Adapté mi personalidad de manera inconsciente para ser aceptada




“Las mujeres migrantes llevamos la frontera en el cuerpo”, escribe Yiniba Carolina Castillo (30) en su Instagram @la.migrante, una plataforma reflexiva que busca concientizar –a través de la poesía, el collage y el autorretrato– respecto a la realidad que viven las mujeres migrantes en Chile. “El cuerpo marca la diferencia y no hay visa que la borre. Es el cuerpo también el que recibe la xenofobia en humillaciones, trabajo precarizado y criminalización. Y ese exotismo que disfraza la objetivación de admiración. Estamos solas en la enfermedad y en la maternidad (…) siendo juzgadas por todos, siendo criminalizadas por nada”.

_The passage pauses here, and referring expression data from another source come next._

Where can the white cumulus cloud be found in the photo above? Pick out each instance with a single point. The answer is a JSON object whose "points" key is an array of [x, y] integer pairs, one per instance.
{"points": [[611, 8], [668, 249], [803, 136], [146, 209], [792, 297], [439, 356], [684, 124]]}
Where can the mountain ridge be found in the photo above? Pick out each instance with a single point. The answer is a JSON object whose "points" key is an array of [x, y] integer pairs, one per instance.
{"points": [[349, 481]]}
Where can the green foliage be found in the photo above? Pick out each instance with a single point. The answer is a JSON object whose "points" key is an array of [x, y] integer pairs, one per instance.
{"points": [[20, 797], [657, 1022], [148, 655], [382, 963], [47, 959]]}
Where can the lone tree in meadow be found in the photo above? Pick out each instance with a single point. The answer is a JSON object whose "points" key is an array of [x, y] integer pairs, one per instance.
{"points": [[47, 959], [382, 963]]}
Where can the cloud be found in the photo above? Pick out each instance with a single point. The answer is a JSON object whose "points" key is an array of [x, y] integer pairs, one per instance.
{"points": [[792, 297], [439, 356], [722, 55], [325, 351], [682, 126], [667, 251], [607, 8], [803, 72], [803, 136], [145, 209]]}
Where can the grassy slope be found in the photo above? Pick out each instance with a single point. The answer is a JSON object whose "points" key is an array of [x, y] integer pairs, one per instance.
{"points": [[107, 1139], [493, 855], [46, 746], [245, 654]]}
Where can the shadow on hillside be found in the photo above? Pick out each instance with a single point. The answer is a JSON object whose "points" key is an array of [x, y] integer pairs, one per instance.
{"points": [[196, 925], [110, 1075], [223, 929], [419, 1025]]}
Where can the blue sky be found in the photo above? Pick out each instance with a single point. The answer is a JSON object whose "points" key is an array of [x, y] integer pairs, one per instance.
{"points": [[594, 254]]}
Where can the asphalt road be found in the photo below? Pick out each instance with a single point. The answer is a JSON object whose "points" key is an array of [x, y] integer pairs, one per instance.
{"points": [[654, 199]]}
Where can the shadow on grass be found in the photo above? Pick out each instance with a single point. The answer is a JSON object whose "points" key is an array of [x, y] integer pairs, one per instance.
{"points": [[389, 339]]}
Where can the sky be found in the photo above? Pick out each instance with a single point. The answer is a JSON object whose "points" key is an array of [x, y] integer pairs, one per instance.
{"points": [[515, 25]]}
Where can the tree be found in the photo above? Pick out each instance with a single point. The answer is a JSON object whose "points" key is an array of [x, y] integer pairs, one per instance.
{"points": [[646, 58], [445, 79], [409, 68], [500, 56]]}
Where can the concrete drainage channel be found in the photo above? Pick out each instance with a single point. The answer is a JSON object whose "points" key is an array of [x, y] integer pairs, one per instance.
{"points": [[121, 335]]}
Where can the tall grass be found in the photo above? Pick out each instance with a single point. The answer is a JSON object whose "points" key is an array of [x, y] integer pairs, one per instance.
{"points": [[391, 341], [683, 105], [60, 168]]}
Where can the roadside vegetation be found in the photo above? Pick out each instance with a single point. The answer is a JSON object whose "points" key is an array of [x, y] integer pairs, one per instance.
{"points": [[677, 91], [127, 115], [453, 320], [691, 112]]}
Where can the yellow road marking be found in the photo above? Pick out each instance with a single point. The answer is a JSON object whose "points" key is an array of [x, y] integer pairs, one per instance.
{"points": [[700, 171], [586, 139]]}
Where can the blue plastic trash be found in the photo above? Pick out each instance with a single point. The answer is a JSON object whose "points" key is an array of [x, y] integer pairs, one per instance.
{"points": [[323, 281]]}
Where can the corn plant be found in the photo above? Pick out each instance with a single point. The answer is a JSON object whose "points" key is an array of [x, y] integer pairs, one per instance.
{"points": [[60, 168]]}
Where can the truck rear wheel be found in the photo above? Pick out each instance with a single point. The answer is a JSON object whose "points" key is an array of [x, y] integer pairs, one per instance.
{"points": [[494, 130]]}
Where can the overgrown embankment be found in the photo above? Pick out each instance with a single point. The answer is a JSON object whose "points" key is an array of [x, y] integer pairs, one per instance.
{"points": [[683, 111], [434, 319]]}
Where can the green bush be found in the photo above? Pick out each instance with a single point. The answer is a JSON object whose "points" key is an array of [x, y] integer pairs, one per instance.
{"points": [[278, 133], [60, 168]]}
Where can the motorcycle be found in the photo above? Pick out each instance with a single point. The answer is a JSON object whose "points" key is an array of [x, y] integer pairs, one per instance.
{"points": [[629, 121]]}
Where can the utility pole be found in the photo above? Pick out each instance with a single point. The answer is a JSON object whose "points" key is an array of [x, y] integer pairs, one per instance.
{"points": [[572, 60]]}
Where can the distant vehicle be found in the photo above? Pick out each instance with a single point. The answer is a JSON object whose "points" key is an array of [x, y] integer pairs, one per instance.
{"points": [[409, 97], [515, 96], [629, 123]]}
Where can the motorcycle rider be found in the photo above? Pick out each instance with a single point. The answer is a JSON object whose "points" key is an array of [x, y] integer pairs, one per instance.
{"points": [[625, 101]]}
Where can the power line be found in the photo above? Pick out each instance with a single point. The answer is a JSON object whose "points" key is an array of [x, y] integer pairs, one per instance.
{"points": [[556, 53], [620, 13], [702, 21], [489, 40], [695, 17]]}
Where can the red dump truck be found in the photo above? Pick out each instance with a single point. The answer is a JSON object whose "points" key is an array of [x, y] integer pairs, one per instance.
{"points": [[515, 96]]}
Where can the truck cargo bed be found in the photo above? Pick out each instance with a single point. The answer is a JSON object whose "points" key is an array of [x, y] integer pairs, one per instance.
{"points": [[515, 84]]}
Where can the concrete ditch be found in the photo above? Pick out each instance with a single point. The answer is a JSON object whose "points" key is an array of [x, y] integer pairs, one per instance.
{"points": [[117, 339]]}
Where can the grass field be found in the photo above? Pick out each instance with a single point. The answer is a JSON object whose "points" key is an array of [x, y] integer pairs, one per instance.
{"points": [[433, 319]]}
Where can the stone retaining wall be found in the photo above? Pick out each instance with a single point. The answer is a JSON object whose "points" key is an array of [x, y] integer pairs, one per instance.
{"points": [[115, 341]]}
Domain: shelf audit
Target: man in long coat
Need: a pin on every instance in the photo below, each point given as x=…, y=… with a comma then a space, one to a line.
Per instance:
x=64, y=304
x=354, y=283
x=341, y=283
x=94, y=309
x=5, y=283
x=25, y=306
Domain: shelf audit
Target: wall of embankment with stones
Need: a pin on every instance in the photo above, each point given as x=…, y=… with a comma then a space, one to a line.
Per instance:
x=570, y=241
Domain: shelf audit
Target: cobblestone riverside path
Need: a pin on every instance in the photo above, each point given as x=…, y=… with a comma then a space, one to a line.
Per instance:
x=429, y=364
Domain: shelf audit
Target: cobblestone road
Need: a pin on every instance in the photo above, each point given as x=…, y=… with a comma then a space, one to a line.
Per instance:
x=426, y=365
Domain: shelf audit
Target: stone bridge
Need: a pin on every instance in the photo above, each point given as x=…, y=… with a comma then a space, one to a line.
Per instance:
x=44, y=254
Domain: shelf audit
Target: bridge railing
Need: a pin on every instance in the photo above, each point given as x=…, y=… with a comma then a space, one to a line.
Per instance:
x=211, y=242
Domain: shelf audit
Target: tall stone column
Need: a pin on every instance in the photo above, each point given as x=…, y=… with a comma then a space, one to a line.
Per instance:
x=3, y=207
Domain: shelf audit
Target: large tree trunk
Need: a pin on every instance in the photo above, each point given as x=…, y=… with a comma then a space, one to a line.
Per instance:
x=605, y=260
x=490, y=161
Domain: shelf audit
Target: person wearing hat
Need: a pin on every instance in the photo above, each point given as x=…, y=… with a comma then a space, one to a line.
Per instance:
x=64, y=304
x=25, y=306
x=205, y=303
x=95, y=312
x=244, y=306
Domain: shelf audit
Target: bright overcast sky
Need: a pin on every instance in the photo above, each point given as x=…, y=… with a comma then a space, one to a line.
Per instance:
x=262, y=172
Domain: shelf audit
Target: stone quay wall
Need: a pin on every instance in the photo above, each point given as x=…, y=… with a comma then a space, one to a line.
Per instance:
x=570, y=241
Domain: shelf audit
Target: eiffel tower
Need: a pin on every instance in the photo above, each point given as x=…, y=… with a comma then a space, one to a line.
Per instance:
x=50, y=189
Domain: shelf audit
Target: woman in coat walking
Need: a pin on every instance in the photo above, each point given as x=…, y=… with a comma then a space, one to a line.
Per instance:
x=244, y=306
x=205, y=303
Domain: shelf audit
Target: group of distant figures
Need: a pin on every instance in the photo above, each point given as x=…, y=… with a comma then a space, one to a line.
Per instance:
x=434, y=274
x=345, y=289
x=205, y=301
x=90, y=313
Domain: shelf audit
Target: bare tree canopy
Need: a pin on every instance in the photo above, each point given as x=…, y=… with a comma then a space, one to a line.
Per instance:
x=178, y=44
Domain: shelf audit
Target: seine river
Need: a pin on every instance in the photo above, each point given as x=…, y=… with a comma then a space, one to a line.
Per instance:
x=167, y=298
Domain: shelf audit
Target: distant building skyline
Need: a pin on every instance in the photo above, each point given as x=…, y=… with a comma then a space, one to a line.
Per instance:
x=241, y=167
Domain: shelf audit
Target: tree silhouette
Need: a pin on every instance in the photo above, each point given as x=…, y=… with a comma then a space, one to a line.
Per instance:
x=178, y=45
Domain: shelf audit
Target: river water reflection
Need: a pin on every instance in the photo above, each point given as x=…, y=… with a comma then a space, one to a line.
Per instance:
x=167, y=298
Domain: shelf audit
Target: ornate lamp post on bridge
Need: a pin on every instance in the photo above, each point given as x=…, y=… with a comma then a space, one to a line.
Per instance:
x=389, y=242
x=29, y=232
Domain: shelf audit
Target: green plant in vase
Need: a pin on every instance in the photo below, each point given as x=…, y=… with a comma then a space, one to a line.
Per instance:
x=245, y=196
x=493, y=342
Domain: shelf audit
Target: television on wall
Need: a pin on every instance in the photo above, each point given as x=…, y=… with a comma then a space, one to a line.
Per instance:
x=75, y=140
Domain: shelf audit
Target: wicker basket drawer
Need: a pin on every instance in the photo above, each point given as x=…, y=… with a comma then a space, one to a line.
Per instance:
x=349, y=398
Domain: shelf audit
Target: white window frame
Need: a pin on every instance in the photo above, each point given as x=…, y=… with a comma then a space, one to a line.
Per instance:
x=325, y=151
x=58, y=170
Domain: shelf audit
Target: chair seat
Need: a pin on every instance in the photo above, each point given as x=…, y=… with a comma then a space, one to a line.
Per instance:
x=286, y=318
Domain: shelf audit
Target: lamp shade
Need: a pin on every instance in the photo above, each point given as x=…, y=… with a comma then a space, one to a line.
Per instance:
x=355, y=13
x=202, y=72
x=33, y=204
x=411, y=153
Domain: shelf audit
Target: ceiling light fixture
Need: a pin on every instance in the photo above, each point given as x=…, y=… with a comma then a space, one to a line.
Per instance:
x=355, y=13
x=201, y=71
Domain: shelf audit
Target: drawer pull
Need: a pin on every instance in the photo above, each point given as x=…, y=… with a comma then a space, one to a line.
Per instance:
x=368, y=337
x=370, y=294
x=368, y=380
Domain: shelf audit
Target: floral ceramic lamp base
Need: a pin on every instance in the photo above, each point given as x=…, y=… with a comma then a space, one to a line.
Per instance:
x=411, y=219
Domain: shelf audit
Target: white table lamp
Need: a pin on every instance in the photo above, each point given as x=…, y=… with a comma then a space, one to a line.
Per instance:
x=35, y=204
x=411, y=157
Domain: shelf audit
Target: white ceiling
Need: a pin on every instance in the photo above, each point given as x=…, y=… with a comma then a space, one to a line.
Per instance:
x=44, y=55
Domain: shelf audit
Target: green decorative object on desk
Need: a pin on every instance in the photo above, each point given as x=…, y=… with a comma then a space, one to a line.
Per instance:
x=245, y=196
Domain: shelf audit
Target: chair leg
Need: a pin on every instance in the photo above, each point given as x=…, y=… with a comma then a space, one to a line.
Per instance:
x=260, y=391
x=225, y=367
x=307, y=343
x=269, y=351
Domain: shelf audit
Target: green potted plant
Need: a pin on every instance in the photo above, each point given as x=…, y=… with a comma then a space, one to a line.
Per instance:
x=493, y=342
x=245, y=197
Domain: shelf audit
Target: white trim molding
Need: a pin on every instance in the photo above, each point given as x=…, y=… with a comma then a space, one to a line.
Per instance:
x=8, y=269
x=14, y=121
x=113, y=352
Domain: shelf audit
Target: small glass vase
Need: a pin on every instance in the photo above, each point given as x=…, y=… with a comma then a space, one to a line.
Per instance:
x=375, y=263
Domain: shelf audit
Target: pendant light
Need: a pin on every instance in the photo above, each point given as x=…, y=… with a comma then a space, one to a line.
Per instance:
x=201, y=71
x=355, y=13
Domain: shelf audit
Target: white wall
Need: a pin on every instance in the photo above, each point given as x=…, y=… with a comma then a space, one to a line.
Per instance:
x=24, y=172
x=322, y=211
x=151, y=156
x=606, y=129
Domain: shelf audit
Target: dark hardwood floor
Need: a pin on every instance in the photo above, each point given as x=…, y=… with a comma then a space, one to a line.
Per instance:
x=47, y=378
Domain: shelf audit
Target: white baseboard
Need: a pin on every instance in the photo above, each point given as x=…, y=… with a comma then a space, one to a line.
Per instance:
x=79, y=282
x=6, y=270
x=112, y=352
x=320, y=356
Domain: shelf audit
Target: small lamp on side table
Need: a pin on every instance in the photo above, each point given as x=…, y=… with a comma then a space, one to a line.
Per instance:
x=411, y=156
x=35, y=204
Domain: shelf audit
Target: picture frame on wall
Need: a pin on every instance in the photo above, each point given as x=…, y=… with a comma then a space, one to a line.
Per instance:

Cuerpos, sexualidad, maternidad, derechos de la mujer y diáspora venezolana. Esos son los temas que aborda desde que llegó al país –junto a su pareja– en 2016 cuando tenía apenas 23 años. Y es que el éxodo, en su caso, no fue por extrema necesidad. Más bien porque con un título de ciencias políticas a su haber, las opciones laborales en su país eran acotadas. Independizarse, entonces, un sueño lejano. Poder profundizar en un proyecto de familia, también.

Antes de migrar, co-fundó Proyecto Mujeres, una organización que visibilizaba la salud menstrual específicamente en Maracaibo, su ciudad natal. En Chile, guiada por ese mismo espíritu activista, co-fundó la fundación Mujeres Migrantes, completó un magíster en género y cultura y, en paralelo, para poder sustentarse, entró a trabajar en una agencia de publicidad.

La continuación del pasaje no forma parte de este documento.